The final portion of this unit provides additional detail concerning how managers use cost information to improve the organization’s financial health. Much of its focus is on accurate identification of costs associated with outputs (services offered) and using that information to control costs. 
Costing Services 
An organization may have numerous revenue-generating services within a single revenue center. To cost and price those services accurately, it is necessary to determine their direct and indirect costs. Several methods for estimating the costs of providing those services are presented here. 
Ratio of Costs to Charges (RCC) 
The Ratio of Costs to Charges (RCC) Method uses the relationship between a revenue center’s costs and its charges to cost individual services within that center. The ratio includes both direct and indirect costs. 
Ratio of Costs to Charges = Revenue Center Costs ÷ Revenue Center Charges 
That result of that computation is then multiplied against a charge to estimate the associated cost. 
Relative Value Units (RVUs) 
Relative Value Units (RVUs) provide a means of assigning direct costs to output units. Health care workers are familiar with Medicare’s Diagnostic Related Groups (DRGs), which are a form of RVUs. The concept is quite simple, but must be based on a very careful analysis of the output units being compared. Using different levels of patient care as an example, you must first compare those levels in terms of the amount of labor, supplies, etc. needed for each. One such level would be chosen as a base and assigned a value of one (1). Then, other levels are compared to it and assigned values relative to the base. Those values can then be used to determine costs for each unit of service. 
Using the Cost Information 
This type of cost information can be used both to control costs and to determine pricing. How it relates to pricing will be covered in more detail in Lesson 5. As for controlling costs, it is necessary to separate them once again into categories. This time the categories are Controllable and Uncontrollable. 

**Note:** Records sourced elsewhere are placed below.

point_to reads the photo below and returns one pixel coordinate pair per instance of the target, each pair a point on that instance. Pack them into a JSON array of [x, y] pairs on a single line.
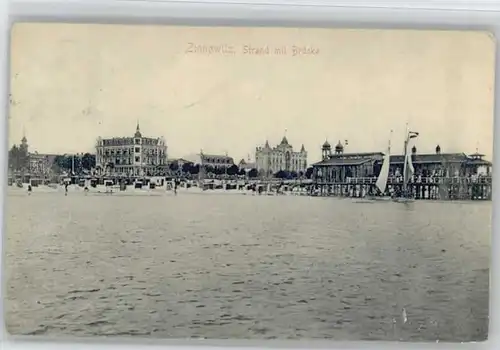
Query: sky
[[71, 83]]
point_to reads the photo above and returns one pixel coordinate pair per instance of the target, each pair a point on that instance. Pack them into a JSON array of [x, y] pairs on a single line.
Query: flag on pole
[[413, 134]]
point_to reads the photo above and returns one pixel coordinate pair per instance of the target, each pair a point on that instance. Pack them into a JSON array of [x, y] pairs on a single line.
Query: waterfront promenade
[[426, 188]]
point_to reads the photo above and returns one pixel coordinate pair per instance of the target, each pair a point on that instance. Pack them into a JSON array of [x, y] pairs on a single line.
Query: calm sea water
[[263, 267]]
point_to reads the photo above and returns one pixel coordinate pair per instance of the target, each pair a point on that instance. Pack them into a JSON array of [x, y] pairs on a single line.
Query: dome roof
[[137, 131]]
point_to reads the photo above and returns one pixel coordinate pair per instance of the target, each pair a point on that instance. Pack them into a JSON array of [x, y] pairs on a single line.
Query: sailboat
[[383, 176], [408, 170]]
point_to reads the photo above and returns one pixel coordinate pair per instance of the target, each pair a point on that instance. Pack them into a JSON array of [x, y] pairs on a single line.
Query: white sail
[[384, 172], [408, 169]]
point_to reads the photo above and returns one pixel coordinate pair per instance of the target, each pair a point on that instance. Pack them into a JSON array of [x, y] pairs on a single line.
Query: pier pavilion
[[437, 175]]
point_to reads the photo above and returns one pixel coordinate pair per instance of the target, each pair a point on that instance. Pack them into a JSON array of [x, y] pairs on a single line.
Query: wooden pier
[[430, 188]]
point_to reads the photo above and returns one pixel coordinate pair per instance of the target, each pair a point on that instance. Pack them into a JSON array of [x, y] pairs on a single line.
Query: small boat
[[383, 176], [408, 170]]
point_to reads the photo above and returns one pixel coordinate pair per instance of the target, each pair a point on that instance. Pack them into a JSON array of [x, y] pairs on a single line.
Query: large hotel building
[[282, 157], [131, 156]]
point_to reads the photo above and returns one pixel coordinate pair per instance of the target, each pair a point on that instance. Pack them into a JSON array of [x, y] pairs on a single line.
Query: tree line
[[194, 169], [19, 161], [80, 163]]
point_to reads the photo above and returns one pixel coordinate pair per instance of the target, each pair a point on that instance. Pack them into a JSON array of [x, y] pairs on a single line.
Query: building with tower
[[269, 160], [339, 167], [135, 155]]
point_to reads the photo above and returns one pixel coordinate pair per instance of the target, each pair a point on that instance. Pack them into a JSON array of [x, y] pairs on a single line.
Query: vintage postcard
[[249, 183]]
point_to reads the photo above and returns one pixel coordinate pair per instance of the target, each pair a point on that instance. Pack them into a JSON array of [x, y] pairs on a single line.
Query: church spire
[[24, 139]]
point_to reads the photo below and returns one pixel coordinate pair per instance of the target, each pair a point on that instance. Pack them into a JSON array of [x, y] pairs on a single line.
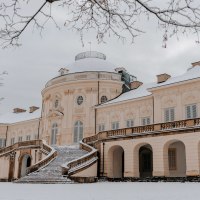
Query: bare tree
[[1, 83], [106, 17]]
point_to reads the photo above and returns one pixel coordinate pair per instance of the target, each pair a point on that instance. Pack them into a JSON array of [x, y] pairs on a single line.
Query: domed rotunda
[[69, 99]]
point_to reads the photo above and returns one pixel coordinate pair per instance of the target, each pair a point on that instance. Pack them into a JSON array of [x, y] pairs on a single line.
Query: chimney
[[63, 71], [162, 77], [18, 110], [33, 109], [196, 64], [135, 84], [120, 69]]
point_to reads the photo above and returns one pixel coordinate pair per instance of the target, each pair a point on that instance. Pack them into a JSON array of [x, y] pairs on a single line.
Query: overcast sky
[[39, 59]]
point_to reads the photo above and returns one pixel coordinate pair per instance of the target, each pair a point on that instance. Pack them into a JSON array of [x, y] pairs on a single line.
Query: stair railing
[[81, 163], [52, 154]]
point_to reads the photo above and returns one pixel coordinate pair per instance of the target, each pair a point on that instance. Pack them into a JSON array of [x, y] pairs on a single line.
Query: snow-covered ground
[[101, 191]]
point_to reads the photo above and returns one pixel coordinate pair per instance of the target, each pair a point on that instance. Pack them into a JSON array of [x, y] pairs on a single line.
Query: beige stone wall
[[23, 129], [17, 156], [68, 111], [159, 145], [176, 96], [135, 109], [3, 129], [88, 172]]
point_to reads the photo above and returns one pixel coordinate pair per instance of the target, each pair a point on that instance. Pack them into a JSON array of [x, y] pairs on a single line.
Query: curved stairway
[[52, 173]]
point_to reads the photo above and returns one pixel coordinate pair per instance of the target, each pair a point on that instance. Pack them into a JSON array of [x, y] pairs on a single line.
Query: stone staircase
[[52, 173]]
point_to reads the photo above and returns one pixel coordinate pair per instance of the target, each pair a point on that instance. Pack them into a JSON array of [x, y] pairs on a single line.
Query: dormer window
[[104, 99], [79, 100], [56, 103]]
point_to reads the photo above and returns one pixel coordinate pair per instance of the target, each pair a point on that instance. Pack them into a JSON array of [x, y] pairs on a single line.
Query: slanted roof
[[10, 118], [192, 73], [141, 91]]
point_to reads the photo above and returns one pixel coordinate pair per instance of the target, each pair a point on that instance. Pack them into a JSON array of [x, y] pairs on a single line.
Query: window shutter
[[148, 120], [81, 133], [132, 123], [127, 124], [194, 111], [103, 127], [75, 134], [117, 125], [188, 112], [172, 115], [167, 115], [143, 122]]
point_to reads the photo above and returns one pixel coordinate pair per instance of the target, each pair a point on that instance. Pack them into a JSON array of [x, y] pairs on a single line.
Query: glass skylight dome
[[91, 61]]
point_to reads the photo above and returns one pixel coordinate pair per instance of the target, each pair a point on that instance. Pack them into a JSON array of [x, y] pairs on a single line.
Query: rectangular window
[[145, 121], [36, 136], [172, 158], [2, 142], [191, 111], [28, 137], [101, 127], [129, 123], [169, 115], [115, 125], [12, 141], [20, 139]]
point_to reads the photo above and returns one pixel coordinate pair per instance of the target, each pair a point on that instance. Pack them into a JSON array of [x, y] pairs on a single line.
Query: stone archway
[[145, 161], [174, 159], [116, 162], [24, 163]]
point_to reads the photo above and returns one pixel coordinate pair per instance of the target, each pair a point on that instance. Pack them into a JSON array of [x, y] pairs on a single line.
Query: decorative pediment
[[168, 101], [145, 111], [189, 97], [55, 113]]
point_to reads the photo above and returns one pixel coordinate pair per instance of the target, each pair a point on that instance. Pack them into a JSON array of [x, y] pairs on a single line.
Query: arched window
[[104, 99], [78, 131], [79, 100], [54, 132], [56, 103]]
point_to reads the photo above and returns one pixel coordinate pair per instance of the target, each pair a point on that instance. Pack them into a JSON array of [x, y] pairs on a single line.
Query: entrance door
[[146, 162]]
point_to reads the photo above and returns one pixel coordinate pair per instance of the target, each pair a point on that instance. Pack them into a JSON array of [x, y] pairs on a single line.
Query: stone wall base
[[154, 179], [84, 179]]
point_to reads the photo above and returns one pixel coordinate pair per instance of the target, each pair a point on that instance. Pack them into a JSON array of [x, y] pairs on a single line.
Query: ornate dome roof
[[91, 61]]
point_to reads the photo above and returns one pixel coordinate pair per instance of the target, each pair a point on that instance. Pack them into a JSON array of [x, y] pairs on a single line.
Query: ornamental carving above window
[[79, 100]]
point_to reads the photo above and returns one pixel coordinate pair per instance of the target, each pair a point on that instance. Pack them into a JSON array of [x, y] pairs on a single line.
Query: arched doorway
[[54, 132], [25, 162], [145, 161], [78, 131], [116, 160], [175, 159]]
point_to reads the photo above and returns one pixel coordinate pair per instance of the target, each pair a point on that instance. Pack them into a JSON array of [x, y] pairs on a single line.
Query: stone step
[[52, 173]]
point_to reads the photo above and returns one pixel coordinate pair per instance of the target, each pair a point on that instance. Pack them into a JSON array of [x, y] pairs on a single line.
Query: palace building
[[126, 129]]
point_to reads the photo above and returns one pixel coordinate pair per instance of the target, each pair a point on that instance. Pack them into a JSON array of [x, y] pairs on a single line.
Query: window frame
[[103, 99], [78, 131], [170, 118], [20, 138], [115, 125], [172, 159], [79, 100], [101, 127], [146, 121], [130, 122], [190, 106]]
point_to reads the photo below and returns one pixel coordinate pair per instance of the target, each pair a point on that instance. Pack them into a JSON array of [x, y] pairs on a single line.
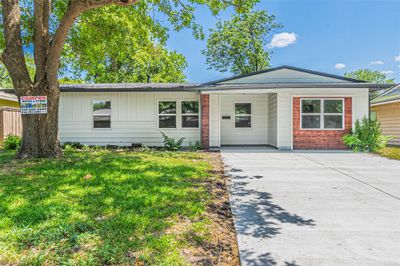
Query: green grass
[[390, 152], [101, 207]]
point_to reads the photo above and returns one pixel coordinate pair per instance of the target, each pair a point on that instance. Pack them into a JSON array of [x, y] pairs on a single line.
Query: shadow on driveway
[[256, 215]]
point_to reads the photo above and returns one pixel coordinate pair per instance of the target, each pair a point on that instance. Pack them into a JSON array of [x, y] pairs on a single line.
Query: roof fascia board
[[285, 67], [387, 102]]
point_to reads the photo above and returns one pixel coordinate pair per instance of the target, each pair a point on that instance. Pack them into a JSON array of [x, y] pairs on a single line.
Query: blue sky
[[334, 36]]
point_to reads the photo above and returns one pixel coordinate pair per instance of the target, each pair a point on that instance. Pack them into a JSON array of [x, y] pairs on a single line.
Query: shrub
[[171, 144], [366, 136], [12, 142], [72, 145], [195, 146]]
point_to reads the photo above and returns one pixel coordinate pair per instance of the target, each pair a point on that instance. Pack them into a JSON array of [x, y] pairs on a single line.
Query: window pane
[[191, 107], [243, 108], [167, 121], [102, 107], [333, 106], [102, 121], [311, 106], [167, 107], [333, 121], [190, 121], [243, 121], [311, 121]]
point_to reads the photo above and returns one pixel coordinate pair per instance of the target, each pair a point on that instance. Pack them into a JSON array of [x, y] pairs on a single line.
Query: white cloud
[[282, 40], [340, 66], [377, 62], [387, 72]]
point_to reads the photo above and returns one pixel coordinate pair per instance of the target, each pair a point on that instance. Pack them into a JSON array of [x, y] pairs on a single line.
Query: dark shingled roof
[[125, 87]]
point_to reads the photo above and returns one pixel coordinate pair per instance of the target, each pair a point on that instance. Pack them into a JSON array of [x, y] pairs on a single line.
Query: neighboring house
[[386, 108], [8, 100], [284, 107]]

Controllable costs are, as the name implies, costs that a manager can control, at least to some degree. The manager may be able to control the number of staff assigned, or the amount of supplies used per patient day. If so, those are controllable costs. However, there are other costs over which the manager may have little control. In a health care setting, those uncontrollable costs might include tests or procedures ordered by physicians, or length of stay. It is important to identify for each unit or cost center which costs are within the control of the manager and which are not. Controllable costs allow some flexibility in determining budgets, which will be discussed in Lesson 6.
Future Trends
Planning for the future in health care can involve a bit of analysis of market trends, as well as a good dose of luck.  Health care reform is a huge topic; there are numerous ideas and proposals for achieving better care outcomes at lower costs.  Not only does the discussion involve health care providers and financial experts, but also politicians and policymakers.  Even within the broader spectrum of health care, reform may mean different things to different types of providers.  For example, the impact of reform may affect hospitals, physician prac
tices, home health agencies, and skilled nursing facilities in very different ways.  The assigned reading from the Cognizant website offers a solid, yet brief, summary of likely future trends in health care delivery.
Accurate identification and allocation of costs is critical to using financial information to make managerial decisions. It is equally important in budgeting and pricing of services, as will be discussed in the next two lessons.